PaperMC / Paper

The most widely used, high performance Minecraft server that aims to fix gameplay and mechanics inconsistencies
https://papermc.io/
Other
9.89k stars 2.29k forks source link

ServerLoginPacketListenerImpl uses Executors.newCachedThreadPool with unbounded queue #8797

Open egg82 opened 1 year ago

egg82 commented 1 year ago

Timings or Profile link

N/A

Description of issue

Discussed internally- no timings link or plugin list. This is an issue created so I can reference it in a near-future PR.

Commit 0ed4b91 reverts ThreadPoolExecutor to Executors#newCachedThreadPool which was changed to solve an issue of hanging logins. The problem with both, as discussed, is that both have the unfortunate side-effect of using one thread in the pool when combined with an unbounded queue. In the case of ServerLoginPacketListenerImpl this means that ALL logins are sent to the same thread regardless of how many threads the pool has available.

Discussions lead to a few different solutions, but after looking at the benefits and drawbacks of each solution the easiest fix is to use a fixed thread pool (a new ThreadExecutor where the core pool size is equal to the maximum pool size).

Other resolutions discussed were using a bounded queue and a "scaling thread pool" but ultimately the overhead for a fixed thread pool is minimal, is the easiest to maintain, and is likely the best solution for an authentication pool which is expected to live for the lifetime of the server anyway.

Further, discussions of a bounded vs unbounded queue led us to consider potential attack vectors. A bounded queue for the pool would see a successful attack by way of flooding the authentication service with fake logins and an unbounded pool would see a successful attack by way of flooding the authentication service with fake logins. The former would lead to RejectedExecutionExeptions and the latter would fill the heap until the server ran out of memory.

After deliberation, it was decided that a bounded queue would have less impact on the server despite a successful L7 attack on the authentication service. There are other solutions to L7 attacks on Minecraft servers and Paper's due diligence on attacks is best-effort while still keeping the original goals of performance, stability, and bugfixes in mind. Rejected logins are a better failure case than a crashed server even though the latter is more difficult.

A semi-arbitrary number of 1024 for the queue size seems reasonable.

Plugin and Datapack List

N/A

Server config files

N/A

Paper version

1.19.3 380, 0ed4b91

Other

No response

sunmisc commented 1 day ago

Timings or Profile link

N/A

Description of issue

Discussed internally- no timings link or plugin list. This is an issue created so I can reference it in a near-future PR.

Commit 0ed4b91 reverts ThreadPoolExecutor to Executors#newCachedThreadPool which was changed to solve an issue of hanging logins. The problem with both, as discussed, is that both have the unfortunate side-effect of using one thread in the pool when combined with an unbounded queue. In the case of ServerLoginPacketListenerImpl this means that ALL logins are sent to the same thread regardless of how many threads the pool has available.
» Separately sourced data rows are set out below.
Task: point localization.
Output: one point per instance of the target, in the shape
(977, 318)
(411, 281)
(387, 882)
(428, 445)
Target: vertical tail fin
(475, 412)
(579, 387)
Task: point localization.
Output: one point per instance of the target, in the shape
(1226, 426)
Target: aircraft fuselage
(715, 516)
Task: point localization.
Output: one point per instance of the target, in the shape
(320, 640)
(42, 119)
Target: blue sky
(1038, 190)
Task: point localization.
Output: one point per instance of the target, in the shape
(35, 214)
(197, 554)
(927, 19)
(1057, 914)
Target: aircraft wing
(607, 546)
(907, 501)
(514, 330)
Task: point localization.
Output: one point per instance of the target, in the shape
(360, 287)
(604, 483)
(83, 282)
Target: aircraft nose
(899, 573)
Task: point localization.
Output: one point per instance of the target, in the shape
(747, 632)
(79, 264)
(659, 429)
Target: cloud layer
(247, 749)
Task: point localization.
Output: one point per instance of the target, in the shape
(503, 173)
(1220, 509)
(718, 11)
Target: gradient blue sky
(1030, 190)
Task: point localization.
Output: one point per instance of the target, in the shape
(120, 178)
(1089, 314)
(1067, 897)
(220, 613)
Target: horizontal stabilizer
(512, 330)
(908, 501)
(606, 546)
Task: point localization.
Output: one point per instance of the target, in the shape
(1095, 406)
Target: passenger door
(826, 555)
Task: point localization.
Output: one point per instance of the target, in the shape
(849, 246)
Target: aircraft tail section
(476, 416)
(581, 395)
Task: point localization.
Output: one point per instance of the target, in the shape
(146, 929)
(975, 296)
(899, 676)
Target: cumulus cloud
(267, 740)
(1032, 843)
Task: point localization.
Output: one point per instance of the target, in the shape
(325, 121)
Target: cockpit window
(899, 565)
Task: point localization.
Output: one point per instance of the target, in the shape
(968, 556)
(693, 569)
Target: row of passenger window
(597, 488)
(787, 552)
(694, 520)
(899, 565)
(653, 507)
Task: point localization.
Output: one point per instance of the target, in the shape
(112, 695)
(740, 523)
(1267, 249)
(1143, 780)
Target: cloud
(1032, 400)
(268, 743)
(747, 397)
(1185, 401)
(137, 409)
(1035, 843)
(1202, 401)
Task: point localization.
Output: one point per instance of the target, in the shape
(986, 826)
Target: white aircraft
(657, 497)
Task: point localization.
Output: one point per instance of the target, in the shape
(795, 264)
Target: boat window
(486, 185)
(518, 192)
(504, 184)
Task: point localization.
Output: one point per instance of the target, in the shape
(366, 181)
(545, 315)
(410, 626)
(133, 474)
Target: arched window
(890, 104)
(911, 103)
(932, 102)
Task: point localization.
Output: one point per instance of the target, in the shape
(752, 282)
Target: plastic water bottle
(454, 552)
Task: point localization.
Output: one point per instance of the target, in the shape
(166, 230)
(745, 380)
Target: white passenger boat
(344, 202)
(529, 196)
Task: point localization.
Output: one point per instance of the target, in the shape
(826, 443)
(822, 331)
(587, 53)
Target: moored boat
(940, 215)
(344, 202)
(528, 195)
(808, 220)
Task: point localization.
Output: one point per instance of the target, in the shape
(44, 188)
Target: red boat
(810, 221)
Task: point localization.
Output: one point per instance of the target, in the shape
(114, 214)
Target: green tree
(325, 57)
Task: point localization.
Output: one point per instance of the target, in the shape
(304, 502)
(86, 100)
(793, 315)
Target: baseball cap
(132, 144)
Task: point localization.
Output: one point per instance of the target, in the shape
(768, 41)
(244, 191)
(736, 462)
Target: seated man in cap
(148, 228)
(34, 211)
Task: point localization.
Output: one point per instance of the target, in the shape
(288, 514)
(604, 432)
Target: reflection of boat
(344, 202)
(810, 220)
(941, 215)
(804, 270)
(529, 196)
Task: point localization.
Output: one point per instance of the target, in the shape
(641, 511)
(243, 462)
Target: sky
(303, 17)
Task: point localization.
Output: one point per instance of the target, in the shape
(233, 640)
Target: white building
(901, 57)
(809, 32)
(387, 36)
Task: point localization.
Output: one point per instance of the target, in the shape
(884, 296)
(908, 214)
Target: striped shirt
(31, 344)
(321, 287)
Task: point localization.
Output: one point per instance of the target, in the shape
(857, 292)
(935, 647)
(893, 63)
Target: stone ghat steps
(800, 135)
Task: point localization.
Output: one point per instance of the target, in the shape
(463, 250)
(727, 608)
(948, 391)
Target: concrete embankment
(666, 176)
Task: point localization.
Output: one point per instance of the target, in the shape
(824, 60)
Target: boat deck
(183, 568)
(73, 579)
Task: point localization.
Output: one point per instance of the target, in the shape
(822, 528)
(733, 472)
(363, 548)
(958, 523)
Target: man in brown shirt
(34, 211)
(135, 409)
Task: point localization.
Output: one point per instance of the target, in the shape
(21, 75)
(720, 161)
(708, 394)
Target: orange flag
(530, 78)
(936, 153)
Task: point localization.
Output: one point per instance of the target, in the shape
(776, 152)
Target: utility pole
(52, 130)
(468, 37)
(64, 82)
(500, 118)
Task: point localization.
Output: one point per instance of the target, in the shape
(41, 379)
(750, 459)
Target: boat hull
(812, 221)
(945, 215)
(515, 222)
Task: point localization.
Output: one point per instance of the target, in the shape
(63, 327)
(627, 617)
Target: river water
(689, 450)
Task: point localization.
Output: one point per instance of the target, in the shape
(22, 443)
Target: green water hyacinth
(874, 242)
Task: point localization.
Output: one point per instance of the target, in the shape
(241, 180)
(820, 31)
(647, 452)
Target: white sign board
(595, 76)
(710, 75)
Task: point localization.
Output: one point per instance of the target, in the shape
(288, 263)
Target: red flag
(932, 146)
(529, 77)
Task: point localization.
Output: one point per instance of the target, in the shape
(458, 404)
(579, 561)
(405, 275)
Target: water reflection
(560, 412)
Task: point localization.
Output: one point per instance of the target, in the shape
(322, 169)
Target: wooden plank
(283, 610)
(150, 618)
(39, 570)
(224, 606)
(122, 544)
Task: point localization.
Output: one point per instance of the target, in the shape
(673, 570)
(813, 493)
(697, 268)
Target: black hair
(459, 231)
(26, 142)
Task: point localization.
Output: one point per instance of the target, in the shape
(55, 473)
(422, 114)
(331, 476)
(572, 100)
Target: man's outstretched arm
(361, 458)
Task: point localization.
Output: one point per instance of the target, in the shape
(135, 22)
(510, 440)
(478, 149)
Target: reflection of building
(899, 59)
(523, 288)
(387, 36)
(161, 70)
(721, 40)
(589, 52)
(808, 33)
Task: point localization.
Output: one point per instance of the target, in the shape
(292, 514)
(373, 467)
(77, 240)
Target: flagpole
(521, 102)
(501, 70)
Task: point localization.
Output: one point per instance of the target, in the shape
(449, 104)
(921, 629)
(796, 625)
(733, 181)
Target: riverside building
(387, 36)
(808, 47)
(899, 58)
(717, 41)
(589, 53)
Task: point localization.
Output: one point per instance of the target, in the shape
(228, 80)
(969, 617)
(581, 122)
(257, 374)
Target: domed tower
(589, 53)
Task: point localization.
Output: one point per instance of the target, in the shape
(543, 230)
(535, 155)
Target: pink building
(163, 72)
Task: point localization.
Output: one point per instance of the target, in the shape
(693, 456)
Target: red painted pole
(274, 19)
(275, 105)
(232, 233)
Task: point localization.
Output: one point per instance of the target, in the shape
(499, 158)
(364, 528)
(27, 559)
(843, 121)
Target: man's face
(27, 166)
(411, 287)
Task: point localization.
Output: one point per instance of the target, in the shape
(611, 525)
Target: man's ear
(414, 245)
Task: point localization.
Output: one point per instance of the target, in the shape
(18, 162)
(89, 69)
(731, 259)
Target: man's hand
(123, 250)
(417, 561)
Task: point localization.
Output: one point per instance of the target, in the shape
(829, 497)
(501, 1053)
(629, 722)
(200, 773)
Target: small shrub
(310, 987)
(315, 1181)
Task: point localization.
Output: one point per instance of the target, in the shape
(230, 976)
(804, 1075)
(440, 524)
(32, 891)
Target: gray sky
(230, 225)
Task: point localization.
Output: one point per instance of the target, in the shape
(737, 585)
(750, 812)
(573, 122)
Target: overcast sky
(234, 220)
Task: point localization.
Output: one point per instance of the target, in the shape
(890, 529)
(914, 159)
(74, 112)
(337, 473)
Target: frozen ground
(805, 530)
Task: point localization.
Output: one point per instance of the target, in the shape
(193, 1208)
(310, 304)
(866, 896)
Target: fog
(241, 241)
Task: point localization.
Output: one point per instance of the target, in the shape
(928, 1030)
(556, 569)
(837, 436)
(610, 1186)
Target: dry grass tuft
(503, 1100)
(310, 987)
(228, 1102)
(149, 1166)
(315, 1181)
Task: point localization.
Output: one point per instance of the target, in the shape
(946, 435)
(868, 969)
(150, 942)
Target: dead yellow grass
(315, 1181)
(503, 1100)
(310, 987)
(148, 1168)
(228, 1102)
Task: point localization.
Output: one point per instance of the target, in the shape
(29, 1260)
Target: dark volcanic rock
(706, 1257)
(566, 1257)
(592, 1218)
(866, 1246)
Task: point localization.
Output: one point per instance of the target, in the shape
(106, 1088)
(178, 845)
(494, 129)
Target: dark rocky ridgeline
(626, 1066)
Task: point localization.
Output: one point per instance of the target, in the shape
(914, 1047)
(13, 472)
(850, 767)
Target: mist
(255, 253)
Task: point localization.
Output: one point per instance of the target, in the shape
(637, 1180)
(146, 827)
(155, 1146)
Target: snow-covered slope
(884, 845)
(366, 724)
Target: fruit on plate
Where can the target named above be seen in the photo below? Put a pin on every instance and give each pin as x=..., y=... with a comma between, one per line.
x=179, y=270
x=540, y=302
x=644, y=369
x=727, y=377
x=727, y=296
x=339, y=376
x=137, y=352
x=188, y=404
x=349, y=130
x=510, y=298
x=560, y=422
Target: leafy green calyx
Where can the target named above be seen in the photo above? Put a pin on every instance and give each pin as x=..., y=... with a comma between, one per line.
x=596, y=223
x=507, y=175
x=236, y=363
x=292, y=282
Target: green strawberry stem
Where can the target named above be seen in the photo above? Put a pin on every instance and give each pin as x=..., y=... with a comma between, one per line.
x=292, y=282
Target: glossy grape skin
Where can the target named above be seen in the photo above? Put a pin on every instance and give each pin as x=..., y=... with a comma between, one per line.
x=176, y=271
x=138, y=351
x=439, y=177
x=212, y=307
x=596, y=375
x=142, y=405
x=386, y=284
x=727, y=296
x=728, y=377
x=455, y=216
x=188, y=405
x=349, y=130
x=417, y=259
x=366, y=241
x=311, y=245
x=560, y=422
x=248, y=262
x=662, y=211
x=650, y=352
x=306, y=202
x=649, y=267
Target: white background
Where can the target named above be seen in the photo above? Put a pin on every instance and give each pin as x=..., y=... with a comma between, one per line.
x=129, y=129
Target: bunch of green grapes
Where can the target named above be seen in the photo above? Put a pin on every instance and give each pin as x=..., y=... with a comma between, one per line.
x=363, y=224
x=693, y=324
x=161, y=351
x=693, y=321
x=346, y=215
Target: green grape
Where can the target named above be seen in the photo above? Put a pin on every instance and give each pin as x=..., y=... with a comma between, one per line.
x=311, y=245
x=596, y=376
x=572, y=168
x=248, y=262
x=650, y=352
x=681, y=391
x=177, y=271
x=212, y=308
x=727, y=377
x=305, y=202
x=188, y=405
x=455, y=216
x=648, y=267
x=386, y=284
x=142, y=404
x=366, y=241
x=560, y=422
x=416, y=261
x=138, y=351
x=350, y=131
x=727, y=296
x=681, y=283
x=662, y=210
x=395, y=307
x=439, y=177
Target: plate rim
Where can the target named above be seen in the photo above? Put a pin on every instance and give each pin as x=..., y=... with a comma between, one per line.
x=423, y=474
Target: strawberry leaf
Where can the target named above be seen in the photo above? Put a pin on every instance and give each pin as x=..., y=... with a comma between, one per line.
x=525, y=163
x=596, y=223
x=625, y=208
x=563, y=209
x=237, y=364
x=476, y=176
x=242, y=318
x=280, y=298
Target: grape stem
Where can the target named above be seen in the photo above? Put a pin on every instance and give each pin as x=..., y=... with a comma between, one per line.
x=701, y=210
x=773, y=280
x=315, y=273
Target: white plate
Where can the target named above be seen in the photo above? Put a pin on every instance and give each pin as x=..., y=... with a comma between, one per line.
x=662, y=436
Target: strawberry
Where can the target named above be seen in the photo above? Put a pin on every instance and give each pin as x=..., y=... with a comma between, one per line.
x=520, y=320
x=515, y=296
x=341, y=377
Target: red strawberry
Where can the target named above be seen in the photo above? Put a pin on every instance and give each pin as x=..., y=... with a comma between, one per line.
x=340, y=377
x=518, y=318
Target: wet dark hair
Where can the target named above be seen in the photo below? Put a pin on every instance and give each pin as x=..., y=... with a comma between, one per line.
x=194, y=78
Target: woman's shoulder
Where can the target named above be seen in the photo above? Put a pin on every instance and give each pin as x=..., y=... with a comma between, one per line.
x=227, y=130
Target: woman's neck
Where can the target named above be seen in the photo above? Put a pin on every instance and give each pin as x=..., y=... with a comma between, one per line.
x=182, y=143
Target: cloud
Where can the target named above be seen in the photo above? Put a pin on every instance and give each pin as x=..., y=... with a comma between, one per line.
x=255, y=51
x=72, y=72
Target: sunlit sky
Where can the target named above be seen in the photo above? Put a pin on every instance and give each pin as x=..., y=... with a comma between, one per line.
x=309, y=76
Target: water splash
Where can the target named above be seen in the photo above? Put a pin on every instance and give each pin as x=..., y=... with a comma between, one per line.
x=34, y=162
Discussions lead to a few different solutions, but after looking at the benefits and drawbacks of each solution the easiest fix is to use a fixed thread pool (a new ThreadExecutor where the core pool size is equal to the maximum pool size).

Other resolutions discussed were using a bounded queue and a "scaling thread pool" but ultimately the overhead for a fixed thread pool is minimal, is the easiest to maintain, and is likely the best solution for an authentication pool which is expected to live for the lifetime of the server anyway.

Further, discussions of a bounded vs unbounded queue led us to consider potential attack vectors. A bounded queue for the pool would see a successful attack by way of flooding the authentication service with fake logins and an unbounded pool would see a successful attack by way of flooding the authentication service with fake logins. The former would lead to RejectedExecutionExeptions and the latter would fill the heap until the server ran out of memory.

After deliberation, it was decided that a bounded queue would have less impact on the server despite a successful L7 attack on the authentication service. There are other solutions to L7 attacks on Minecraft servers and Paper's due diligence on attacks is best-effort while still keeping the original goals of performance, stability, and bugfixes in mind. Rejected logins are a better failure case than a crashed server even though the latter is more difficult.

A semi-arbitrary number of 1024 for the queue size seems reasonable.

Plugin and Datapack List

N/A

Server config files

N/A

Paper version

1.19.3 380, 0ed4b91

Other

No response

I still don't understand why people don't switch to virtual threads en masse, while the minimum version of jdk is 21. This could solve a lot of problems with blocking I/O. The changes are very simple. Replace one Executor with another. That's it. Of course, virtual threads have their drawbacks, for example, a shallow stack. But if you spin in a spin loop, you take the thread from the pool anyway (no matter which one). Therefore, for blocking I/O, they are ideal. Configuring pool sizes for I/O, etc. is a collective farm IMHO.

I would not really like to see in the profiler many OS threads that are just parked most of the time. At the same time, they hang in the OS scheduler, and eat up memory. This is especially noticeable on small and weak servers.